In narrating the story of Abraham's readiness to sacrifice his son we often leave out Isaac. Does this story tell us something about the faith of Isaac as well?
Isaac was not an infant when the incident happened. He was an adult. He could travel with his father, then he could climb up the mount where he was to be sacrificed. According to some Jewish traditions, Isaac was 37 years old when this happened. He could ask rational questions. Noting what is missing in their planning, he could ask his father where is the lamb?
Though he was capable of rational thinking and strong enough to resist his old father's actions, he didn't. He believed what his father told him that God will provide a lamb. He believed it even when he was tied and placed on the altar, he believed it even when he saw the knife was about to slit his throat. He had faith that God will provide the lamb for the sacrifice and it is not him who will go up in the smoke of the altar.
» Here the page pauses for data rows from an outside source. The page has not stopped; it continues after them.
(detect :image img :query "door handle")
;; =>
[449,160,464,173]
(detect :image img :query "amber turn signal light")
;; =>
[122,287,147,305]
Isaac's faith was that 'God will provide.' Probably, this faith was formed in him in the early days of his childhood. His mother might have told him of her barrenness. But even though he crossed the age of child-bearing God provided him to them. Now, that faith is reinforced as his father dropped the knife, ran to the thicket, and came back with a ram. He was untied and he watched the lamb going up in the flames. The flames that would have licked his life out of him is devouring the body of the ram. His faith was confirmed--God will provide.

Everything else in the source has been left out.